• Sonuç bulunamadı

2. Anadolu’nun Yeniden Doğuşu

2.1. Eve Dönüş

İç göçün şairi Külebi için Anadolu bir mekân olarak, “dışarıdaki içerdelik olan o korkunç şey”dir. Buradaki korkunçluk, olumsuzluk olarak değil, kavranması güç olan anlamında kullanılmıştır. İçe göçmek, bulunulan yerde her an Anadolu’yu hatırlamak ve onu yaşamaktır. Anadolu bir anlamda şairin evidir. Bachelard, ruhumuzun bir oturma yeri olduğunu ve evleri sürekli anımsayarak kendi içimizde oturmayı da öğrendiğimizi ifade eder (Bachelard, 1996: 28). Dolayısıyla Külebi’nin evden, Anadolu’dan çıkması bir anlamda kendinden çıkması anlamına gelmektedir. İstanbul adlı şiirinde, “Niksar’da evimizdeyken / Küçük bir serçe kadar hürdüm” (Külebi, 1997: 12) diyen şair, kişinin ancak evinde oluşabileceğini, dış dünyaya açıldıkça evin korunaklı özelliğinin artacağını vurgulamaktadır: “Külebi’de umut, sanki köylerde kalmıştır. Sıkıntı, kentlerin yarattığı bir bunalımdır. Niksar’dan, Pasinler’den koptu mu gönlü, birden, tekdüzeleşen bir dünyanın sıkıntıları başlar. (...) Özlem duyduğu yerlerden uzaklaştıkça gönlünden de uzaklaşmıştır” (Uyguner, 1991: 86).

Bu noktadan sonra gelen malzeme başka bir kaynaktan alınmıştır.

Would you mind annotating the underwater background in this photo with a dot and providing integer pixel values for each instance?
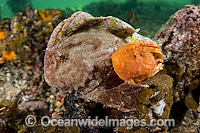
(147, 15)
(25, 30)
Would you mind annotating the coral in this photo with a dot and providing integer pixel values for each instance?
(137, 61)
(78, 61)
(179, 39)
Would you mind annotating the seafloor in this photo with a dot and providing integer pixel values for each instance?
(23, 91)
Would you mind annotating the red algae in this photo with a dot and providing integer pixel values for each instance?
(137, 61)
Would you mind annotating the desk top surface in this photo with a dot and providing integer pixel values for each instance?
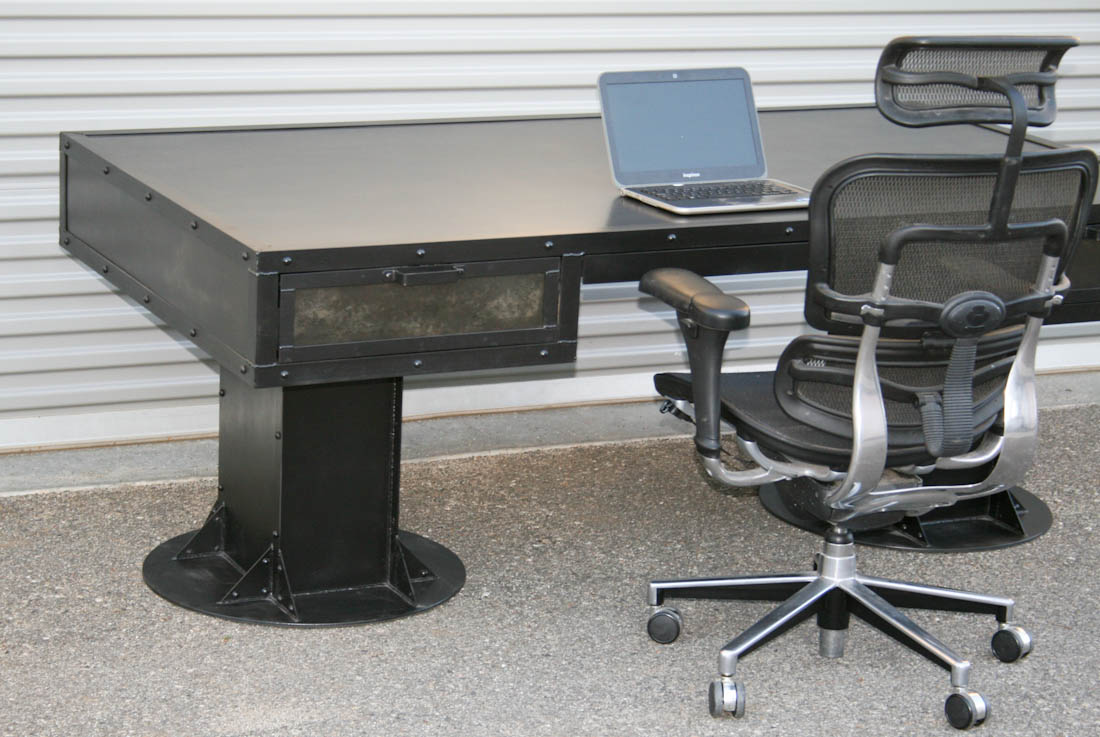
(387, 184)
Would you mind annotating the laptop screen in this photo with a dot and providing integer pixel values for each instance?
(689, 125)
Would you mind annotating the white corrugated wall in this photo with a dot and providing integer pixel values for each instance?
(80, 365)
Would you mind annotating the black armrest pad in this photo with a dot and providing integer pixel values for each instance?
(696, 298)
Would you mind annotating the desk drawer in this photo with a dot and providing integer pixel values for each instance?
(415, 309)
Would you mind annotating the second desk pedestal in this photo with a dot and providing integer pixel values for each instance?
(305, 530)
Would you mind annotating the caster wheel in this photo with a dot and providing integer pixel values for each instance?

Bachelard, Mekânın Poetikası adlı kitabında, “yeni evimizde aklımıza eski evlerimizin anıları geldiğinde, devinimsiz çocukluğun ülkesine, çok çok eski olan o devinimsiz ülkeye gideriz. Saptamaları yaşarız, mutluluk saptamalarını. Saklanmış anıları yeniden yaşayarak kendimizi avuturuz”, der (Bachelard, 1996: 34). Külebi, Sevda Peşinde adlı şiirinde eski evini anımsayarak avunmaya çalışmaktadır:

Evimdeyken bu saatte ben

Çarşıya ekmek almaya giderdim (Külebi, 1997: 17)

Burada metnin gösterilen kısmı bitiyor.